Certo, ci verrà obiettato e ripetuto, anche in modo ossessivo, che «siamo tutti persone», e questo accadrà ogni volta che tenteremo di prendere o riprendere la parola. E allora ci dovremo chiedere chi quella frase la sta pronunciando, facendone il nostro esercizio di pensiero per arrivare a scoprire, ogni volta e con sgomento, che chi rivendica l'assenza di confini e distinguo sta quasi sempre dalla parte dello steccato che gode di maggiori privilegi sociali.

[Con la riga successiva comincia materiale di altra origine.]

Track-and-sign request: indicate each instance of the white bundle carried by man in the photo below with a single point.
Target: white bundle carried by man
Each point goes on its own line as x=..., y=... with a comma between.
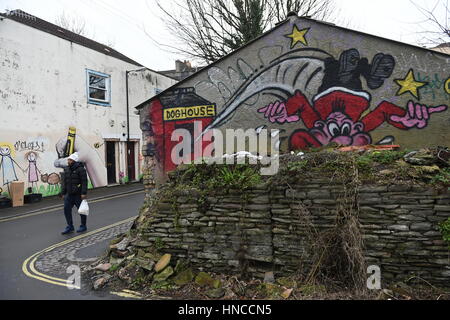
x=84, y=208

È insomma la parte più ricca, bianca, maschile, borghese, eterosessuale, cisgender che rivendica l'assenza di definizioni e di “ghetti”. La lente attraverso cui vediamo, calata davanti ai nostri occhi come il velo di Maya, è, evidentemente, quella utilizzata da un discorso di maggioranza che teme l'elaborazione di subculture che sarebbero alternative, se non in netto contrasto, con la sua narrazione. I nostri ghetti e le nostre nicchie fieramente si connoteranno come oasi di libero pensiero."
6. Sei femminista? e come giudichi il particolare momento che come donne stiamo vivendo in Italia?
Rispetto all'Italia di oggi, credo sia urgente far passare l'idea che la causa dei femminicidi sia da ricercarsi in quella cultura sessista e maschilista che da sempre connota l'immaginario del nostro paese.
Sono fieramente femminista. Per meglio chiarire il mio posizionamento a livello teorico, riporto qui un estratto dalla mia postfazione per il libro "I libri delle donne" di Vera Navarrìa:
Se è importante riconoscere che il pensiero della differenza ci ha donato strumenti essenziali per la nostra «boîte à outils» che custodiamo gelosamente, lo è almeno altrettanto riconoscere il limite di un pensiero eccessivamente focalizzato sulle differenze biologiche fra maschi e femmine. Se è certo che oggi ancora amiamo e dobbiamo - per ritrovare noi stesse e non perderci nella logica dell'integrazione/assimilazione alla cultura patriarcale - rievocare Carla Lonzi che, dando espressione al suo genio teoretico, bella e fiera, scriveva che“l'importante con gli uomini è di uscire dal ruolo di aspiranti ai loro valori, di uscirne davvero. Infatti se hai conquistato un tuo valore da contrapporre a quel mondo, se hai pagato per conquistartelo, allora tutto cambia. L'uomo lo sa. Non è la priva volta che succede nella storia... Da questo mio centro non mi muoverà più nessuno.”, è altrettanto importante preservare e recuperare l'attenzione al contesto sociale e alla sua forza nel fare della biologia un destino tipica del femminismo dell'uguaglianza.
Se è vero che le differenze biologiche tra maschi e femmine non possono essere condannate all'irrilevanza nel discorso, è altrettanto vero il patriarcato è un costrutto sociale e culturale di significati e regole condivise che va ben oltre i sessi, e che quella delle aspettative di genere è una gabbia per tutti, femmine e maschi. Solo evidenziando l'universalità e la trasversalità dell'oppressione, estendendone a tutti la cognizione, potremo decostruire e finalmente abbattere il patriarcato pubblico.
7. Altri progetti editoriali in corso?
Ho appena finito di scrivere un contributo per un libro che racconterà la storia del movimento LGBT milanese in occasione del cinquantenario dei moti di Stonewall e ora mi dedicherò alla scrittura di un romanzo a tematica femminista.